Parsing xml files with JDK SAX parser with character # in containing folder always fails

see subject. This was executed on a file with the following path (on Mac OSX):

/Volumes/RobExtL/xmltests/hurz#1/hurz.xml

This is a valid path.

The message indicates that the JDK parser somehow cannot deal with the "#" in the filename and cuts everything starting with it off.

The same file can be parsed using JDOM2 without any problems. The reason I am not using JDOM2 here is that this is a utility that only determines the root element name using SAX to avoid parsing potentially huge files, which in this case is performance-critical.

Stacktrace should contain all remaining information necessary.

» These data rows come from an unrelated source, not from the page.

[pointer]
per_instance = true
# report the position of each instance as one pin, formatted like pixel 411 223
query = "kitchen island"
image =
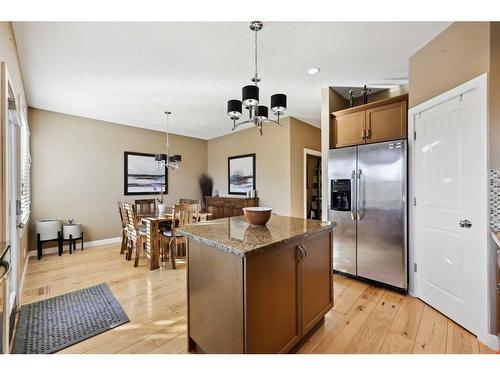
pixel 256 289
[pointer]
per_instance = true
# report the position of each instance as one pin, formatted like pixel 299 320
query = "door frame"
pixel 308 151
pixel 480 84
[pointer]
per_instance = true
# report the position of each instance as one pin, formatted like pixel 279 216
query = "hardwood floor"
pixel 365 318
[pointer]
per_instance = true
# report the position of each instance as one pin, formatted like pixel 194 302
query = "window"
pixel 25 170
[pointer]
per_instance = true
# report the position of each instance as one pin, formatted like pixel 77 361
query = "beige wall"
pixel 8 54
pixel 458 54
pixel 494 96
pixel 77 169
pixel 272 162
pixel 302 135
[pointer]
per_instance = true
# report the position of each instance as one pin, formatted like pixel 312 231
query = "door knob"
pixel 465 223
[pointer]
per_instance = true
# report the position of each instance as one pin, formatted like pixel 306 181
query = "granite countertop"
pixel 236 236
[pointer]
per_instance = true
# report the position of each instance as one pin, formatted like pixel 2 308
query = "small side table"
pixel 48 230
pixel 72 233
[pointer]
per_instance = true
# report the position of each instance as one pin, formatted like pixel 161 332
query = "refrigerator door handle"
pixel 353 202
pixel 359 208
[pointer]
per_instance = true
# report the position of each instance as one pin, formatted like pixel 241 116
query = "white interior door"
pixel 451 208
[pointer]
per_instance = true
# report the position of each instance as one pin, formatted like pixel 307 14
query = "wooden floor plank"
pixel 365 318
pixel 408 318
pixel 460 341
pixel 396 344
pixel 431 335
pixel 370 337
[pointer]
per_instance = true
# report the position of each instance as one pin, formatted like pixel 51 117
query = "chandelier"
pixel 165 160
pixel 258 114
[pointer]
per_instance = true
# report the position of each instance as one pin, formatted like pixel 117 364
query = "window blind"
pixel 25 175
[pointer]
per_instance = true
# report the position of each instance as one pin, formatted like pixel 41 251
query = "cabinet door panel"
pixel 272 301
pixel 316 279
pixel 386 123
pixel 348 129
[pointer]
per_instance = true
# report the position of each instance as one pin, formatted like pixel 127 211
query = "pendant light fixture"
pixel 258 114
pixel 165 160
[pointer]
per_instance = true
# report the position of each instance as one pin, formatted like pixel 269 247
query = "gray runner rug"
pixel 53 324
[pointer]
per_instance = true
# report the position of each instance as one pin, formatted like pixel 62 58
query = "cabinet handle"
pixel 301 254
pixel 298 255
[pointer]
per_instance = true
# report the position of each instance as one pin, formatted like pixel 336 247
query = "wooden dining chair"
pixel 188 201
pixel 145 207
pixel 182 214
pixel 136 233
pixel 124 232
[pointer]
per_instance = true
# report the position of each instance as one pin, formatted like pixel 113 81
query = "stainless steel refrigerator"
pixel 367 200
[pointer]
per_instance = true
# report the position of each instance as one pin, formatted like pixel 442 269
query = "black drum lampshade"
pixel 234 109
pixel 278 104
pixel 262 112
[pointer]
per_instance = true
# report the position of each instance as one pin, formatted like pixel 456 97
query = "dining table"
pixel 153 224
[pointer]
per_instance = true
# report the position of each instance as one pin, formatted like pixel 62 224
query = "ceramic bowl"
pixel 257 216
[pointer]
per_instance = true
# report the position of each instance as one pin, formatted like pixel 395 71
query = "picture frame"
pixel 141 175
pixel 240 174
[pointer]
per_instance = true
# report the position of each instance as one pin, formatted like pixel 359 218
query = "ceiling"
pixel 131 72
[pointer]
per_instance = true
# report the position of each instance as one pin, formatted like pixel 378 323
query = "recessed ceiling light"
pixel 312 71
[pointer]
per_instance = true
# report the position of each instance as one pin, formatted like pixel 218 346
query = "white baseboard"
pixel 54 250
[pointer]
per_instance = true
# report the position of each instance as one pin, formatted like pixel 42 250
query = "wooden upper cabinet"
pixel 386 122
pixel 379 121
pixel 348 130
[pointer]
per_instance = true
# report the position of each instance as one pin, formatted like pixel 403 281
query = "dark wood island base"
pixel 257 289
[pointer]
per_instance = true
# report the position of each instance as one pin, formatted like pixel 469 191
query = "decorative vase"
pixel 161 208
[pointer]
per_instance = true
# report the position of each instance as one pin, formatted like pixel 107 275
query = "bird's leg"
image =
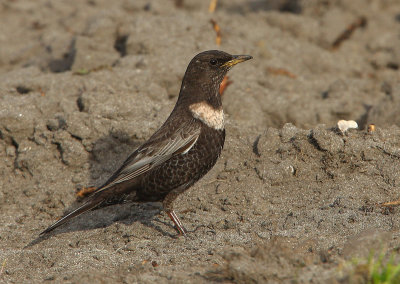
pixel 177 222
pixel 167 204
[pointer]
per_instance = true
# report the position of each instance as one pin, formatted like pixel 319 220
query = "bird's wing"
pixel 160 147
pixel 164 144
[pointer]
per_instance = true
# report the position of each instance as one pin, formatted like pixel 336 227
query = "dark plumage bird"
pixel 182 151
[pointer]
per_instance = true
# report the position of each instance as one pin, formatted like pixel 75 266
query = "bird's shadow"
pixel 107 155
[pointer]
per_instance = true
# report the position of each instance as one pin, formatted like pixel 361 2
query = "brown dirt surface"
pixel 83 83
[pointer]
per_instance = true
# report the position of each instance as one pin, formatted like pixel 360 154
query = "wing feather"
pixel 155 152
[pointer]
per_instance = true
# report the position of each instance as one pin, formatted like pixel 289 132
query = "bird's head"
pixel 205 73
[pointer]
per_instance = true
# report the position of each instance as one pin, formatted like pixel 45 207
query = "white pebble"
pixel 345 125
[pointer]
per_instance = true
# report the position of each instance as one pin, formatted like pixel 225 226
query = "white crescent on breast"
pixel 212 117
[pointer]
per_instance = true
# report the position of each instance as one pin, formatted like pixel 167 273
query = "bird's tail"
pixel 88 205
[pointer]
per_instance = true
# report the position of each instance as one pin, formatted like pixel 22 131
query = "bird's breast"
pixel 212 117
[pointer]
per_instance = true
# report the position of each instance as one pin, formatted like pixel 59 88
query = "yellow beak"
pixel 236 59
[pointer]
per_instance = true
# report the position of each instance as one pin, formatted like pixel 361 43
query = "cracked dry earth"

Exception in thread "main" java.io.FileNotFoundException: /Volumes/RobExtL/xmltests/hurz (No such file or directory)
at java.io.FileInputStream.open0(Native Method)
at java.io.FileInputStream.open(FileInputStream.java:195)
at java.io.FileInputStream.<init>(FileInputStream.java:138)
at java.io.FileInputStream.<init>(FileInputStream.java:93)
at sun.net.www.protocol.file.FileURLConnection.connect(FileURLConnection.java:90)
at sun.net.www.protocol.file.FileURLConnection.getInputStream(FileURLConnection.java:188)
at com.sun.org.apache.xerces.internal.impl.XMLEntityManager.setupCurrentEntity(XMLEntityManager.java:623)
at com.sun.org.apache.xerces.internal.impl.XMLVersionDetector.determineDocVersion(XMLVersionDetector.java:189)
at com.sun.org.apache.xerces.internal.parsers.XML11Configuration.parse(XML11Configuration.java:805)
at com.sun.org.apache.xerces.internal.parsers.XML11Configuration.parse(XML11Configuration.java:770)
at com.sun.org.apache.xerces.internal.parsers.XMLParser.parse(XMLParser.java:141)
at com.sun.org.apache.xerces.internal.parsers.AbstractSAXParser.parse(AbstractSAXParser.java:1140)
at com.sun.org.apache.xerces.internal.jaxp.SAXParserImpl$JAXPSAXParser.parse(SAXParserImpl.java:655)
at de.lesspain.xml.XML.getRootElementName(XML.java:69)
at de.lesspain.xml.XML.hasRootElement(XML.java:80)
at XMLEntityManagerErrorTest.main(XMLEntityManagerErrorTest.java:15)

Thanks in advance for any hints, Best

Solution

# in file and dir names make a valid filesystem path, sure. But it's completely invalid as a URL.

It is frequent when working with XML APIs to specify the XML document we want to parse, through its "system ID", which is just another name for its URI. Typical usage is to make it a relative URI to the current dir's URL, thus easily mistaken for a relative file path as they work the same... But # is invalid in URLs.

You should have shown the code you use to try and parse, so we could have been sure. It's weird that you thought you didn't need to show the code.